Wednesday, January 18, 2006

Joe Wilson was right

Bush's State of the Union Address, January 28, 2003: The British Government has learned that Saddam Hussein recently sought significant quantities of uranium from Africa.

That was Bush's famous 'sixteen words' in case anyone's forgotten. Y'know as part of the causus belli for the Iran War. And the reason Karl Rove got so pissed off enough at Joseph Wilson's dissenting opinion that they had to put his CIA wife at risk. Cause Saddam's got him sum nukular bombs, see?
"We pointed out at that time that Zawahie was one of Iraq's foremost proponents of nuclear weaponry, and that Niger--a poor country with essentially no manufacturing output--exports virtually nothing except uranium and animal hides. We therefore asked the question: So What Was Iraq Buying From Niger? We now know the answer [i.e. uranium]." -Powerline, conservative water carrier for the Bush administration

To which I have to ask.... are you POSITIVE, Mr. Assrocket?
NY TIMES: WASHINGTON, Jan. 17 - A high-level intelligence assessment by the Bush administration concluded in early 2002 that the sale of uranium from Niger to Iraq was "unlikely" because of a host of economic, diplomatic and logistical obstacles, according to a secret memo that was recently declassified by the State Department.

Among other problems that made such a sale improbable, the assessment by the State Department's intelligence analysts concluded, was that it would have required Niger to send "25 hard-to-conceal 10-ton tractor-trailers" filled with uranium across 1,000 miles and at least one international border.

In early 2002, the Central Intelligence Agency sent the former ambassador Joseph C. Wilson IV to Niger to investigate possible attempts to sell uranium to Iraq.
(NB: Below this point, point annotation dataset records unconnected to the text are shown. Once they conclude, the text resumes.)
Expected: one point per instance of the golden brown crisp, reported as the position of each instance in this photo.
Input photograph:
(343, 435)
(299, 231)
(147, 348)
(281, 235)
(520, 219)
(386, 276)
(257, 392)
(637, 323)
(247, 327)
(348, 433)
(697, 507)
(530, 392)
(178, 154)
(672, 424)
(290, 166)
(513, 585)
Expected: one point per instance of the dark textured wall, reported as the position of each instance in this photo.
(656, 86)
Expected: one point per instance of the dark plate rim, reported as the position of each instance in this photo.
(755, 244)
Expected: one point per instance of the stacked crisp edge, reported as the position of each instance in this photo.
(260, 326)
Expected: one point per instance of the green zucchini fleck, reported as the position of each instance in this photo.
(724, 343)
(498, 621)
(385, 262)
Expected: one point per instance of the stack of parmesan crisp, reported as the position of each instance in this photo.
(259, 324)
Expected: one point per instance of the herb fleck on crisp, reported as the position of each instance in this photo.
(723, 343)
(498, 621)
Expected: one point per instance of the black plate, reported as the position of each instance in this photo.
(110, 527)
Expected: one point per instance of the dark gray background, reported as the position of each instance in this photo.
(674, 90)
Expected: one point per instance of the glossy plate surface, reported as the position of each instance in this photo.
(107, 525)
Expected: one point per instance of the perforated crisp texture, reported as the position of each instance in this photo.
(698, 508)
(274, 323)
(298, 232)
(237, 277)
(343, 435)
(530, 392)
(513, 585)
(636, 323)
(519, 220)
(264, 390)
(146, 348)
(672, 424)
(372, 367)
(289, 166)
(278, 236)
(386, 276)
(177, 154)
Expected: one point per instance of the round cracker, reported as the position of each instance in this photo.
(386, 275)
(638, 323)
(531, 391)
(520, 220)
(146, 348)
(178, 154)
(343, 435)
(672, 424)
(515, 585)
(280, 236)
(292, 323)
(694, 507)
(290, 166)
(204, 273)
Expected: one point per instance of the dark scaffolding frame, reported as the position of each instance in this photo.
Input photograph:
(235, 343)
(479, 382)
The next year, after Mr. Wilson became a vocal critic of the Bush administration's Iraqi intelligence, the identity of his wife, Valerie Wilson, a C.I.A. officer who suggested him for the Niger trip, was made public. The investigation into the leak led to criminal charges in October against Mr. Libby, who is accused of misleading investigators and a grand jury.
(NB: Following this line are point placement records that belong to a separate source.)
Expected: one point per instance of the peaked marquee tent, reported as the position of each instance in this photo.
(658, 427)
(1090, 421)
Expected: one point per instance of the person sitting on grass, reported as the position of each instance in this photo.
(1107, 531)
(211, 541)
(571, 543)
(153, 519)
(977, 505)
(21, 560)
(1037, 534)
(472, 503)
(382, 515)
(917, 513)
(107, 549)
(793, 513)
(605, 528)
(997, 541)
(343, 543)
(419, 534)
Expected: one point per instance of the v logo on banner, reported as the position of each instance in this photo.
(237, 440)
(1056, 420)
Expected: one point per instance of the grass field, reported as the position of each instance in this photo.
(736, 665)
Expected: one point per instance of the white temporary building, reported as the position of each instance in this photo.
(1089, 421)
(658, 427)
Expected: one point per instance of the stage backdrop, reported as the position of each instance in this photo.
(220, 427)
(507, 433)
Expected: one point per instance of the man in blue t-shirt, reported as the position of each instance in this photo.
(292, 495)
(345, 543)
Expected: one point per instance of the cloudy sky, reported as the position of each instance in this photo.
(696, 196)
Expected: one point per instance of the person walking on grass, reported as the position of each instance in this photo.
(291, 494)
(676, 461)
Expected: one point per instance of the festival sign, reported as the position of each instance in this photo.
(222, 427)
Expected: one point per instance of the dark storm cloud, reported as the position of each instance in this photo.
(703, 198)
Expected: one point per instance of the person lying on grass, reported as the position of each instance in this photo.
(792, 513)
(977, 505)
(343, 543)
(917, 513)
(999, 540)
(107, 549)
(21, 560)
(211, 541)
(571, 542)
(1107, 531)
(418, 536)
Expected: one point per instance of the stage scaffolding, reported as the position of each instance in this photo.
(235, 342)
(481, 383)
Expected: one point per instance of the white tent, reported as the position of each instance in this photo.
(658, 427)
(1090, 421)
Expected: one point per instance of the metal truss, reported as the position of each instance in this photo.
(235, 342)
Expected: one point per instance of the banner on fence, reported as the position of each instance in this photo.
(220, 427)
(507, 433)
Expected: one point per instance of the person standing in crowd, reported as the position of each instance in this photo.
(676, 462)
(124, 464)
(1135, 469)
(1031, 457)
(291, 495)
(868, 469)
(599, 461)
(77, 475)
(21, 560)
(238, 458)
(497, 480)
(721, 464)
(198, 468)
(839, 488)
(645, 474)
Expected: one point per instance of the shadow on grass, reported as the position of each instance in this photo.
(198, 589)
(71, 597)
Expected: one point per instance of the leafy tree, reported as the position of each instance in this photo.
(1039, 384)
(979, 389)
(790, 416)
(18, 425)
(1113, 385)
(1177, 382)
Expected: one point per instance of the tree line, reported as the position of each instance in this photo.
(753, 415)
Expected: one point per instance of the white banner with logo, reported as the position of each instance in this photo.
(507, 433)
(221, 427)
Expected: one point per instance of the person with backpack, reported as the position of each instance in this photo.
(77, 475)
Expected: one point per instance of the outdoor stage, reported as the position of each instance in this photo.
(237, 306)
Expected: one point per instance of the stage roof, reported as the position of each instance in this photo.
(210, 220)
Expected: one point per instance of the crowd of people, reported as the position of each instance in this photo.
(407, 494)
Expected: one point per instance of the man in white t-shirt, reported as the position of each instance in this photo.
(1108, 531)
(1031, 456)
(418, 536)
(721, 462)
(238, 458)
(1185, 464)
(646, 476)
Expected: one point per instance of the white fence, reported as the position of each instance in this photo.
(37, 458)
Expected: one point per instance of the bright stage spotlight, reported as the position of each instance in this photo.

The review by the State Department's intelligence bureau was one of a number of reviews undertaken in early 2002 at the State Department in response to secret intelligence pointing to the possibility that Iraq was seeking to buy yellowcake, a processed uranium ore, from Niger to reconstitute its nuclear program.

A four-star general, Carlton W. Fulford Jr., was also sent to Niger to investigate the claims of a uranium purchase. He, too, came away with doubts about the reliability of the report and believed Niger's yellowcake supply to be secure. But the State Department's review, which looked at the political, economic and logistical factors in such a purchase, seems to have produced wider-ranging doubts than other reviews about the likelihood that Niger would try to sell uranium to Baghdad.

The review concluded that Niger was "probably not planning to sell uranium to Iraq," in part because France controlled the uranium industry in the country and could block such a sale. It also cast doubt on an intelligence report indicating that Niger's president, Mamadou Tandja, might have negotiated a sales agreement with Iraq in 2000. Mr. Tandja and his government were reluctant to do anything to endanger their foreign aid from the United States and other allies, the review concluded. The State Department review also cast doubt on the logistics of Niger being able to deliver 500 tons of uranium even if the sale were attempted. "Moving such a quantity secretly over such a distance would be very difficult, particularly because the French would be indisposed to approve or cloak this arrangement," the review said.

Chris Farrell, the director of investigations at Judicial Watch and a former military intelligence officer, said he found the State Department's analysis to be "a very strong, well-thought-out argument that looks at the whole playing field in Niger, and it makes a compelling case for why the uranium sale was so unlikely."

One more sour note in the neo-con wet dreams of WMD. I love it when desire for something becomes synonymous with having it when it comes to these myopic, harebrained lunatics. I want a new Mustang too but you don't see it parked in my garage, ya fucking morons. But if I tell you I have one, are ya gonna bomb the shit out of my house to prove otherwise?